The recipient(s) of death benefits are usually chosen at the discretion of the pension scheme trustees or administrator. However, a member can nominate whom they wish to receive the benefits, by completing an "expression of wishes" form and the trustees will usually take this into account.

It is important to note that when the funds pass to beneficiaries, following the death of the member, the funds then follow the beneficiary’s choice of subsequent successor. So the original member has no control over the remaining funds and the choice for later payments after their subsequent death.

As such, if the funds initially pass to a spouse, the spouse could subsequently leave the money to the children of a later relationship (rather than the children of the original member) so benefits can quickly leave the bloodline.

The only way for the original member to retain a degree of control is to express a wish that the benefits are placed in trust. A commonly used trust to facilitate this control is a spousal bypass trust (SBT).

Spousal bypass trust

If the family situation is more complex then it could be worth expressing a wish that the SBT receives the lump sum death benefit to make sure that the money stays within the bloodline. The member may also think that a beneficiary should not be given the option of taking a cash lump sum and instead receive a regular income to be paid. Perhaps the member does not want their 18-year-old child or grandchild receiving a large amount of cash.

The member may want an adult child to benefit but they are concerned that the intended recipient’s marriage is rocky and that if a divorce happened then any lump sum or drawdown could be considered matrimonial property.

Another reason could be in relation to care. If a spouse received a dependant’s drawdown and then ended up in long term care then the drawdown would be considered by the local authority in the same way that the member’s drawdown would be.  This would not happen if the money was in trust. 

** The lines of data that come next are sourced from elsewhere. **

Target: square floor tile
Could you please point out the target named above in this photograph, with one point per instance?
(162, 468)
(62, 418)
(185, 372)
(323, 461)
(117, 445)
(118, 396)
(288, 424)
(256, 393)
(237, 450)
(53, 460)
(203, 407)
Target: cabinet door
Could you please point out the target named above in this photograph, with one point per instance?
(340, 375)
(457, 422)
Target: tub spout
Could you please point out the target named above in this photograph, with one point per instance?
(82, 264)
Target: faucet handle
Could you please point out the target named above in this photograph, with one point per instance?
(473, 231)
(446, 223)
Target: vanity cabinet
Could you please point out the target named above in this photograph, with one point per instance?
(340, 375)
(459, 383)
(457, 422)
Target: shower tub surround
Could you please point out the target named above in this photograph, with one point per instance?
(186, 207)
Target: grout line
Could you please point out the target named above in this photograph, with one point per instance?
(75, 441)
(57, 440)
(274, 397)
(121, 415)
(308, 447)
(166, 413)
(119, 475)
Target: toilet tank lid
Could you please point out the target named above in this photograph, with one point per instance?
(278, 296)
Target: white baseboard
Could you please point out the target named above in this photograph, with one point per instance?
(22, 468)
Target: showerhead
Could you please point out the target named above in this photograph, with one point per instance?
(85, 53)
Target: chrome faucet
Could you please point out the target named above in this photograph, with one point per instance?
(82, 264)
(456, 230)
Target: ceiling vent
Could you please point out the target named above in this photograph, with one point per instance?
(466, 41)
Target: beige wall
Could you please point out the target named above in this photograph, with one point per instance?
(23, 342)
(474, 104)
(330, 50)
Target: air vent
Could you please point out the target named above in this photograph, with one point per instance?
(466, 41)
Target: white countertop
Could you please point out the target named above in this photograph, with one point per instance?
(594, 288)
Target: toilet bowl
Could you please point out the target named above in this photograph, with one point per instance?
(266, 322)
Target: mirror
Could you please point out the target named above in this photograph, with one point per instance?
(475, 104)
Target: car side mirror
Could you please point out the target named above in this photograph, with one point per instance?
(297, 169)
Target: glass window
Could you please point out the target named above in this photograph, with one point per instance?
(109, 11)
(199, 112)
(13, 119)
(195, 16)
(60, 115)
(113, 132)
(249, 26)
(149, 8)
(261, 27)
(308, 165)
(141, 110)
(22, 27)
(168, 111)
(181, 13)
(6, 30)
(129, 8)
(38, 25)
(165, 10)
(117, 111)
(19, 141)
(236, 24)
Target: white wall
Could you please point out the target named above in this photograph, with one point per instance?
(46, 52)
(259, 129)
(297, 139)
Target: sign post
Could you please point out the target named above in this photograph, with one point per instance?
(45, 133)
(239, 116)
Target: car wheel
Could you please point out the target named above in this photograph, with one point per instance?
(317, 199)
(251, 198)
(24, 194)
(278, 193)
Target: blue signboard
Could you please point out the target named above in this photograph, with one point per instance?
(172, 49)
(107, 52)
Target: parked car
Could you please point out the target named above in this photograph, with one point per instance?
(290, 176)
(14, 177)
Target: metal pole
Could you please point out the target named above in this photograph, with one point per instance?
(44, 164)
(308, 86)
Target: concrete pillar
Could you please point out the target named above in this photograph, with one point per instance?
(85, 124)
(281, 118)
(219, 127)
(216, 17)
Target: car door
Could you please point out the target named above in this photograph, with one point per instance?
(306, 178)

Death benefits are usually income tax free (but may be subject to the lifetime allowance tax charge) when paid to an individual or non-individual, if the current holder of the benefits is aged less than 75 and the benefits are paid within two years of the scheme administrator becoming aware of the death. Between 6 April 2015 and 5 April 2016, a SBT may not have been a good idea post-75 as lump sums were taxed at 45 per cent irrespective of the recipient.